Some landlords include provisions in lease agreements allowing them to restrict or terminate essential services if a tenant breaches the agreement. Yet these clauses typically have no force without court approval. In Zungu v Nilgra Flats CC (2017/44199) [2017] ZAGBJHC 417 (23 November 2017), Adams J clarified that a tenant’s access to electricity and water arises primarily from contract law, not statute or the Constitution – meaning the tenant there had only a personal right and couldn’t automatically secure a spoliation order.
The Exception: When Utility supply is integral to possession
A crucial exception applies where the supply of electricity and water is so bound up with the use of the premises that cutting these services effectively robs the tenant of a portion of the property itself. In this circumstance, the mandament van spolie (spoliation order) protects the tenant’s possession of those services as though they were part of the property.

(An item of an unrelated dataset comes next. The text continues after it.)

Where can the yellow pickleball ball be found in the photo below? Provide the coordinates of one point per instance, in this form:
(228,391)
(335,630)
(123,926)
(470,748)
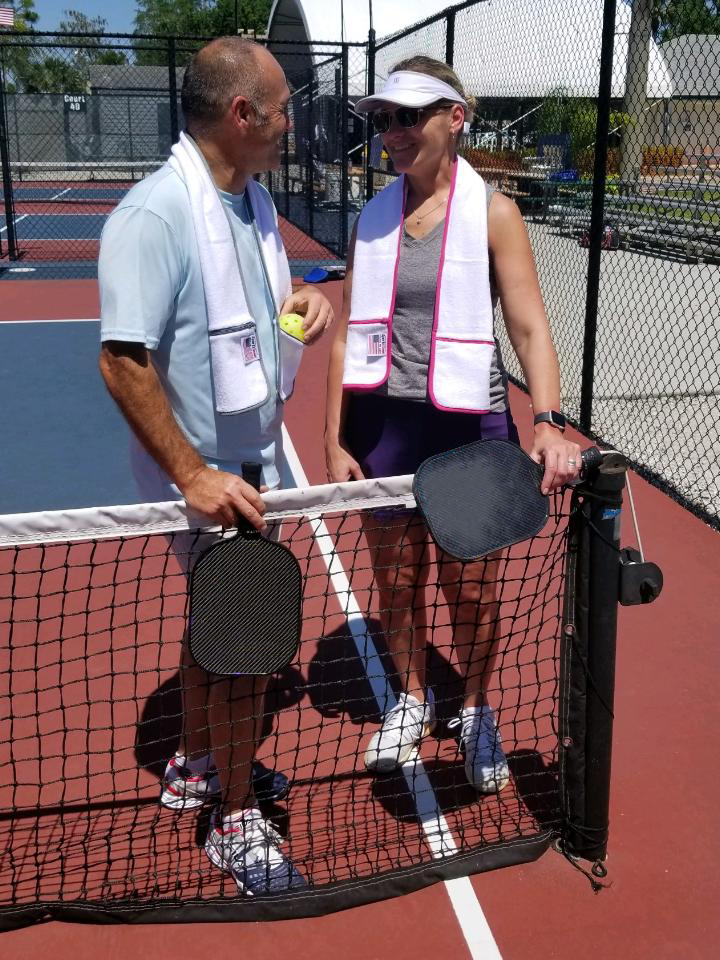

Constitutional Considerations
Cutting off utilities can also implicate several constitutional rights, including the right against arbitrary deprivation of property (section 25(1) of the Constitution of the Republic of South Africa, 1996), the right to sufficient water (section 27(1)(b)), and the public law right to receive municipal services through an intermediary – recognised in Joseph v City of Johannesburg 2010 (4) SA 55 (CC), para 47. Furthermore, Kgwele and Others v SK Enterprise and Others (21/38077) [2023] ZAGPJHC 719 (20 June 2023) reaffirms that landlords cannot unilaterally disconnect services without a court order, regardless of any alleged breach or questions over the tenant’s lawful occupation.
Public Policy Stance
Because electricity and water form an essential aspect of a tenant’s possession of a property, any lease clause that purports to allow their disconnection contradicts public policy and risks being struck down. A tenant faced with such an abrupt termination can seek urgent relief, typically through a spoliation order. Simply put, the law guards against tenants being summarily plunged into the dark – both literally and figuratively.